Schutzlos und allein gegen ein ganzes Heer antretend, ist Scaeva bald von Pfeilen gespickt, so dicht, daß weitere Pfeile nicht mehr durchdringen.
"Schon hält nichts mehr von den ungeschützten Organen ab außer den Speeren, die schon in den äußeren Knochen stecken." (194f)
Ein Geschoß bleibt in Scaevas Auge hängen -- er reißt Pfeil mitsamt dem Auge heraus und trampelt zornig darauf herum. Die ganze Schilderung kippt ins unfreiwillig Komische; wie Scaeva einfach nicht unterzukriegen ist, hat etwas Ritter-der-Kokosnuß-Haftes: "Das ist nur ein Kratzer, schlag zu, du Feigling!" Andererseits aber erleben wir einen verzweifelten Menschen mit suidizaler Tendenz. Die Verbiestertheit, mit der Scaeva die Stellung hält, bis Verstärkung eintrifft, auf jeden Schutz verzichtet, ja, sich selbst gar nicht erlaubt, zu überleben, weil das nach seiner Auffassung eine Schande wäre, ist weniger Todesverachtung als vielmehr Todessehnsucht:
"Schon birgt er die Brust nicht mehr mit dem Schild, und aus Sorge, man könne von ihm glauben, er sei hinterm Schild und mit dem Schildarm untätig gewesen und durch seine eigene Schuld am Leben geblieben, geht er so vielen Wunden allein entgegen und sucht sich, einen dichten Wald [von Speeren] in der Brust tragend, einen der Feinde aus, auf den er, schon mit wackeligen Beinen, fallen kann." (202--206)
Und noch was ganz was anneres
Vor vielen Jahren stritt ich mich mit einer Kommilitonin um die Frage, ob öffentliche Leihbibliotheken auch einen Bildungsauftrag haben (sollten) und daher einen gewissen Kanon anbieten müßten (meine Ansicht), oder ob sie, da aus Steuergeldern finanziert, den Geschmack eben dieser Steuerzahler bedienen müßten (die Ansicht der Kommilitonin; meine eigene: wer Schund will, soll dafür bezahlen).

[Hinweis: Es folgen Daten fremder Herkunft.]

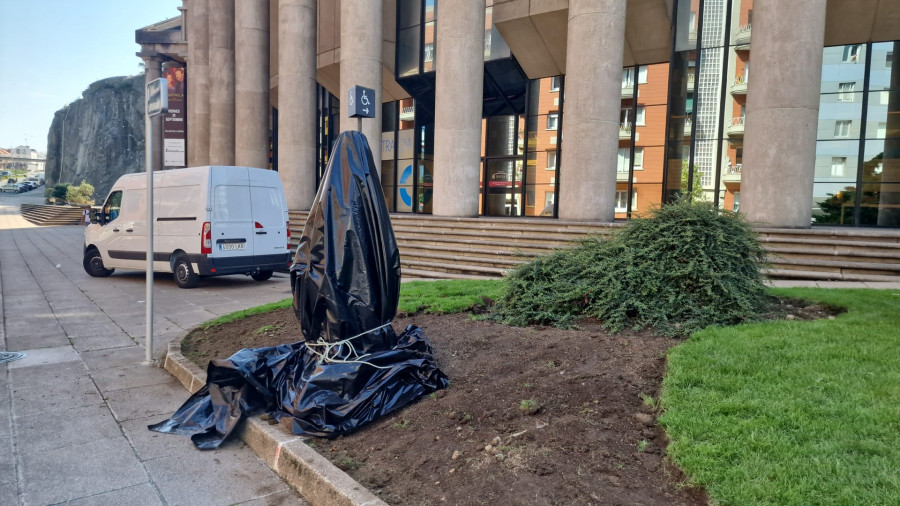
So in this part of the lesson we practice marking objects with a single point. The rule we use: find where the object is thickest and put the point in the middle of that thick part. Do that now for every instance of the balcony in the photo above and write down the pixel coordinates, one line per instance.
(739, 86)
(741, 38)
(408, 113)
(736, 128)
(732, 175)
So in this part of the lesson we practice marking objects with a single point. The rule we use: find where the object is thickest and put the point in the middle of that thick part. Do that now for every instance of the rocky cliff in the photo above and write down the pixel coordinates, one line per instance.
(100, 136)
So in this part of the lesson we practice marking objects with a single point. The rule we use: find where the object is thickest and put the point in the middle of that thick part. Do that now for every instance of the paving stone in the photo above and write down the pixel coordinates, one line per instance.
(7, 464)
(142, 375)
(88, 469)
(143, 495)
(117, 339)
(150, 445)
(66, 427)
(65, 395)
(232, 474)
(113, 357)
(141, 402)
(9, 493)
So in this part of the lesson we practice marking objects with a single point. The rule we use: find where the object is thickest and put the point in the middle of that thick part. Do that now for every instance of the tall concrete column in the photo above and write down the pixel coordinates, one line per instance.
(782, 112)
(297, 101)
(590, 123)
(361, 65)
(221, 82)
(251, 83)
(198, 82)
(457, 107)
(152, 72)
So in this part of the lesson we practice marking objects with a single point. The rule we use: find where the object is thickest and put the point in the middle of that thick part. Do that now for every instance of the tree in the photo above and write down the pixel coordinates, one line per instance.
(81, 194)
(60, 190)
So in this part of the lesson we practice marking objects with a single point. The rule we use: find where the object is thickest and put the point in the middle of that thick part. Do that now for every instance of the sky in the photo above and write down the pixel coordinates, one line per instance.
(51, 50)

Anlaß zu dem Gespräch war meine Entrüstung darüber, daß die fragliche Stadtbibliothek den vielgelobten Klassiker der Wissenschaftsgeschichte The making of the atomic bomb von Richard Rhodes, nein, nicht nicht im Bestand hatte, sondern das ehemals im Bestand befindliche Exemplar, na ja, aus dem Katalog gestrichen hatte. An dieses Gespräch mußte ich heute früh denken, als ich glucksend vor Vergnügen dieses Zitat las. Hahaha! Trivialität im Endstadium, das freut mein bildungssnobistisches Herz.